Ein derart angesprochenes Volk wird durch diese Rede erst als Volk konstituiert. Das mit den Worten der US-Verfassung „We, the people“ angesprochene Volk ist ein anderes Volk als die Siedlermasse. Diese Rede markiert die Differenz zwischen dem „politischen Volk“ und der amorphen Menge. Vom Volk reden heißt, das Volk erst zu produzieren. Die Frage, welches Volk konstituiert werden soll, ist immer umkämpft.
Das Volk, das einem linken Patriotismus vorschweben könnte, ist keine Masse atomisierter Individuen, auch keine Gemeinschaft verwalteter Bürger und schon gar kein Mob verhetzter Nationalisten, sondern eine Gesellschaft ihrer Rechte bewusster Bürger. Einer solchen Rede liegt ein Begriff der aktiven Bürgerschaft zugrunde, der die in einem Gemeinwesen lebenden Einwanderer nicht aus-, sondern einschließt – als Adressaten des Aufrufes, dieses Land zu verbessern. Gleichzeitig ist ein solcher Einschluss schon der erste Akt dieser Verbesserung. Solcher Patriotismus spricht Migranten als „gewissermaßen unsere Landsleute“ an und strebt danach – frei nach Étienne Balibar –, sie zu unseren „tatsächlichen Landsleuten“ zu machen.
Aus dem imaginären Fundus der nationalen Geschichte hat die Linke in vielen Ländern immer zu schöpfen vermocht. So bezog sich die französische Linke, egal welcher Couleur, immer auf die Versprechen der revolutionären, republikanischen Geschichte ihres Landes, auf die sie stolz war. Ähnliches gilt für die US-Linke, die die egalitären Versprechen des „utopischen Amerika“ nicht bloß als „Ideologie“ abtat, sondern diese immer aufs Neue zu mobilisieren versuchte, ihrer möglichen Einlösung in einem besseren Morgen wegen.

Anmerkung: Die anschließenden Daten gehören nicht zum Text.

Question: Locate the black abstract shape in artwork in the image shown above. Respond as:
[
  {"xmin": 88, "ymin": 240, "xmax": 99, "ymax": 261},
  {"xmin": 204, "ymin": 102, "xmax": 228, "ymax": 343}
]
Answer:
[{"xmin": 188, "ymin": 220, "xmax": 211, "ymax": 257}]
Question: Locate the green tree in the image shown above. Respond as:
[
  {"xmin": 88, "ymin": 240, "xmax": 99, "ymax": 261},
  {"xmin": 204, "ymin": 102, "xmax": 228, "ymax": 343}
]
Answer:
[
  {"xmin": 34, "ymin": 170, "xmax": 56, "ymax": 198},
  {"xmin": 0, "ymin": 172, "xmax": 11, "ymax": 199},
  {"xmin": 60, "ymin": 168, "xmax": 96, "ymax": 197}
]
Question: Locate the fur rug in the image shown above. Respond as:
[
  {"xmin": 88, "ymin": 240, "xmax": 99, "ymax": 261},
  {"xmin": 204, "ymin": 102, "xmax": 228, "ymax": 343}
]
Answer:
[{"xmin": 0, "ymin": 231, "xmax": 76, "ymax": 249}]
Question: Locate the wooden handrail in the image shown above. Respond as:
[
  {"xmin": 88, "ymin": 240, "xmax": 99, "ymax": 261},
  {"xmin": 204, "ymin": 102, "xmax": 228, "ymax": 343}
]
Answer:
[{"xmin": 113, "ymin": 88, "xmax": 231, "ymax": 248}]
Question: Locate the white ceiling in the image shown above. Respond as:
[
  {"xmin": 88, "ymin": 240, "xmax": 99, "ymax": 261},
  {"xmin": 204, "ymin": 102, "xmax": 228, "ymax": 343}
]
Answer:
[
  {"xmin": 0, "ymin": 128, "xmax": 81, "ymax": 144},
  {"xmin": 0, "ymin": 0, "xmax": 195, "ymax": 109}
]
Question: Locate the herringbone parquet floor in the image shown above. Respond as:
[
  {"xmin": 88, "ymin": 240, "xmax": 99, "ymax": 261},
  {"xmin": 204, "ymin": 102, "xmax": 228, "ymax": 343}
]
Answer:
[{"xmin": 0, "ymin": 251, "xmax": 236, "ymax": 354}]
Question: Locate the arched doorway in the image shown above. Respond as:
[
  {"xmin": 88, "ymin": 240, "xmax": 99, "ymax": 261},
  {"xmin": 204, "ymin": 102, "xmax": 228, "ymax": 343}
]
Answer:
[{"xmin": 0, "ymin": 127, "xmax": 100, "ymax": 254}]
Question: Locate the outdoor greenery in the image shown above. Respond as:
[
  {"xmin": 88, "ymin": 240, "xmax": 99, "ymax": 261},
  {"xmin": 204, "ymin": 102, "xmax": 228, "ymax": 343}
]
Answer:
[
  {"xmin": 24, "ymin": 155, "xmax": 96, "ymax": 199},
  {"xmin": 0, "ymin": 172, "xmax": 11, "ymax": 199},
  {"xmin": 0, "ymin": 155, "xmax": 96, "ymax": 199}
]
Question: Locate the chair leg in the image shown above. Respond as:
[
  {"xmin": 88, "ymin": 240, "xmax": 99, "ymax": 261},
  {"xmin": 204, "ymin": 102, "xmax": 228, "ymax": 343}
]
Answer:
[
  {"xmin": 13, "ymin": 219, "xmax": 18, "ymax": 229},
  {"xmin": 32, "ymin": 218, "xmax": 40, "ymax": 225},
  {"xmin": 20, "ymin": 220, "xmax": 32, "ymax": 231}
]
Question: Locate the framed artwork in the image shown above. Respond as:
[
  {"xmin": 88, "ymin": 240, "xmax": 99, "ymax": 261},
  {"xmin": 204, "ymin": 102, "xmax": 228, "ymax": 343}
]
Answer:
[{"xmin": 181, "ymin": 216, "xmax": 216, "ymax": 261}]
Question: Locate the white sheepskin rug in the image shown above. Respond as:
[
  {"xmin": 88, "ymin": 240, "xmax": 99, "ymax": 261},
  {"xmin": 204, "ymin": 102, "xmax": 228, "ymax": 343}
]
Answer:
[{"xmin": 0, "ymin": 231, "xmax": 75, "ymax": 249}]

Unbestreitbar ist natürlich, dass in manchen Gesellschaften die Bedingungen, patriotische Impulse für emanzipatorische Politik zu mobilisieren, günstiger sind als in anderen. „Die Vereinigten Staaten haben dadurch besonderes Glück, dass bei ihnen von Anfang an ihr Patriotismus den Sinn der Nationalität mit einem liberal-repräsentativen System verband“, schreibt der kanadische Theoretiker Charles Taylor. Die Einwanderungsgesellschaft der USA verlangt von den neu Hinzukommenden nicht, dass sie in eine ethnisch oder auch nur kulturell homogene Nation „passen“, dafür aber, dass „sie sich auf die politische Ideologie verpflichten, die um die abstrakten Ideale von Freiheit, Gleichheit und Republikanismus kreiste“, wie der linksliberale amerikanische Philosoph Michael Walzer formuliert.

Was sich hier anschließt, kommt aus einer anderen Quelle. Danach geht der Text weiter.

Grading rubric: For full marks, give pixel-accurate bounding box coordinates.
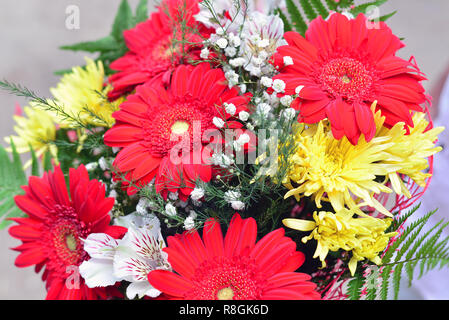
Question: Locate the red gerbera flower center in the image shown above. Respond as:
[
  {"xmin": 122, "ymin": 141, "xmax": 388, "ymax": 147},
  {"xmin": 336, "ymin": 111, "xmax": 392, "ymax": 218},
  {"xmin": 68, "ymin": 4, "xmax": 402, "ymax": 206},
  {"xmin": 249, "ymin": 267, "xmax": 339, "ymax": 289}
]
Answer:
[
  {"xmin": 186, "ymin": 256, "xmax": 264, "ymax": 300},
  {"xmin": 42, "ymin": 205, "xmax": 89, "ymax": 276},
  {"xmin": 145, "ymin": 98, "xmax": 214, "ymax": 157},
  {"xmin": 317, "ymin": 57, "xmax": 376, "ymax": 101}
]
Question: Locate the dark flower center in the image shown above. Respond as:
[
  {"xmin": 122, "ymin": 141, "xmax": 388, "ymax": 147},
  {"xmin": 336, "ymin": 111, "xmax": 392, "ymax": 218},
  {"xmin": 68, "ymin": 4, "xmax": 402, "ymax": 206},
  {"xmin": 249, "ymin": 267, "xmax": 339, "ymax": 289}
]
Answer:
[{"xmin": 317, "ymin": 57, "xmax": 376, "ymax": 101}]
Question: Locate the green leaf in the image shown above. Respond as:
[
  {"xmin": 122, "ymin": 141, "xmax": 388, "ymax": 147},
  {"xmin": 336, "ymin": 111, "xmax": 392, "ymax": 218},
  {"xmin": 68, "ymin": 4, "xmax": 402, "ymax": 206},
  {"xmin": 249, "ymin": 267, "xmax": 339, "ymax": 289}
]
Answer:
[
  {"xmin": 42, "ymin": 151, "xmax": 53, "ymax": 171},
  {"xmin": 347, "ymin": 274, "xmax": 363, "ymax": 300},
  {"xmin": 351, "ymin": 0, "xmax": 388, "ymax": 15},
  {"xmin": 285, "ymin": 0, "xmax": 307, "ymax": 35},
  {"xmin": 60, "ymin": 35, "xmax": 119, "ymax": 53},
  {"xmin": 299, "ymin": 0, "xmax": 318, "ymax": 21},
  {"xmin": 111, "ymin": 0, "xmax": 134, "ymax": 41},
  {"xmin": 379, "ymin": 10, "xmax": 398, "ymax": 21},
  {"xmin": 30, "ymin": 146, "xmax": 40, "ymax": 177},
  {"xmin": 0, "ymin": 143, "xmax": 27, "ymax": 229},
  {"xmin": 136, "ymin": 0, "xmax": 148, "ymax": 23},
  {"xmin": 275, "ymin": 8, "xmax": 292, "ymax": 32}
]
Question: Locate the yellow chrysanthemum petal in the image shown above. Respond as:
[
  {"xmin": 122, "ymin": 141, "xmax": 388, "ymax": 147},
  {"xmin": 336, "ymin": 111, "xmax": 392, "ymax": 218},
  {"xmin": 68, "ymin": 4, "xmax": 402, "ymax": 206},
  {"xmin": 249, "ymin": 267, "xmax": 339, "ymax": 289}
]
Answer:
[
  {"xmin": 49, "ymin": 58, "xmax": 123, "ymax": 127},
  {"xmin": 282, "ymin": 209, "xmax": 396, "ymax": 275},
  {"xmin": 4, "ymin": 104, "xmax": 57, "ymax": 167}
]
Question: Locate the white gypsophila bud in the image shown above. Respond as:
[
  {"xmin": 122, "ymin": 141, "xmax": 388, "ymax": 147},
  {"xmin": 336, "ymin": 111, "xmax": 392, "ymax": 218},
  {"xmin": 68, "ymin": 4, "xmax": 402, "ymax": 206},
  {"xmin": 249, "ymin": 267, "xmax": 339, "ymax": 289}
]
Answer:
[
  {"xmin": 212, "ymin": 117, "xmax": 225, "ymax": 129},
  {"xmin": 251, "ymin": 57, "xmax": 263, "ymax": 66},
  {"xmin": 257, "ymin": 39, "xmax": 270, "ymax": 48},
  {"xmin": 283, "ymin": 56, "xmax": 293, "ymax": 66},
  {"xmin": 272, "ymin": 79, "xmax": 285, "ymax": 93},
  {"xmin": 249, "ymin": 34, "xmax": 261, "ymax": 44},
  {"xmin": 225, "ymin": 47, "xmax": 237, "ymax": 57},
  {"xmin": 224, "ymin": 103, "xmax": 237, "ymax": 116},
  {"xmin": 247, "ymin": 64, "xmax": 262, "ymax": 77},
  {"xmin": 108, "ymin": 190, "xmax": 117, "ymax": 199},
  {"xmin": 200, "ymin": 48, "xmax": 210, "ymax": 59},
  {"xmin": 165, "ymin": 203, "xmax": 178, "ymax": 217},
  {"xmin": 215, "ymin": 38, "xmax": 228, "ymax": 49},
  {"xmin": 231, "ymin": 201, "xmax": 245, "ymax": 211},
  {"xmin": 184, "ymin": 217, "xmax": 195, "ymax": 230},
  {"xmin": 341, "ymin": 10, "xmax": 355, "ymax": 20},
  {"xmin": 257, "ymin": 103, "xmax": 271, "ymax": 117},
  {"xmin": 190, "ymin": 187, "xmax": 204, "ymax": 201},
  {"xmin": 168, "ymin": 192, "xmax": 179, "ymax": 201},
  {"xmin": 223, "ymin": 190, "xmax": 242, "ymax": 203},
  {"xmin": 237, "ymin": 133, "xmax": 251, "ymax": 145},
  {"xmin": 260, "ymin": 76, "xmax": 273, "ymax": 88},
  {"xmin": 85, "ymin": 162, "xmax": 98, "ymax": 171},
  {"xmin": 239, "ymin": 111, "xmax": 249, "ymax": 121},
  {"xmin": 282, "ymin": 108, "xmax": 296, "ymax": 121},
  {"xmin": 279, "ymin": 95, "xmax": 293, "ymax": 107},
  {"xmin": 98, "ymin": 157, "xmax": 109, "ymax": 171},
  {"xmin": 295, "ymin": 86, "xmax": 304, "ymax": 94},
  {"xmin": 229, "ymin": 33, "xmax": 241, "ymax": 47},
  {"xmin": 257, "ymin": 50, "xmax": 269, "ymax": 60},
  {"xmin": 229, "ymin": 57, "xmax": 245, "ymax": 68},
  {"xmin": 136, "ymin": 198, "xmax": 151, "ymax": 215},
  {"xmin": 189, "ymin": 210, "xmax": 198, "ymax": 219},
  {"xmin": 225, "ymin": 70, "xmax": 239, "ymax": 87}
]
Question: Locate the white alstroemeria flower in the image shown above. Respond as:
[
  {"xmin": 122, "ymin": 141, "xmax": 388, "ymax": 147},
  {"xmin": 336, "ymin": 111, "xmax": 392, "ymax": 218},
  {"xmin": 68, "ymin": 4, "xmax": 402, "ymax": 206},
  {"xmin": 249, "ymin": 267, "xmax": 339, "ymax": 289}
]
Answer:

Ähnlich liegen die Dinge in Frankreich, das die Zugehörigkeit zur Nation traditionell nicht an ethnische Kriterien bindet, wo weite Teile des politischen Spektrums seit 1789 die Nation sogar ausdrücklich mit den Unterprivilegierten identifizieren, wenngleich eine starke reaktionäre Strömung bis in jüngste Zeit die Größe Frankreichs mit einer Ablehnung der Demokratie verband.
Eine ähnliche Liaison war in Deutschland nicht beständig möglich, die Identifikation von Nation und Emanzipation blieb auf Episoden beschränkt – die Einheitsbestrebungen in der Revolution von 1848 etwa, aber auch die „patriotische“ Deutschlandpolitik der Sozialdemokraten nach 1945 von Kurt Schumacher bis Willy Brandt. Der ausschließende Charakter des deutschen Begriffs von der Nation war immer dominant. Nur ist zu fragen, was aus dieser Analyse folgt: Wenn denn hier alles nur eine Abfolge barbarischer Schrecklichkeiten war, haben die Barbaren gar so etwas wie ein historisches Recht an diesem Land? Dies wäre keine Deutung, die progressiven Ideen besonders günstig ist.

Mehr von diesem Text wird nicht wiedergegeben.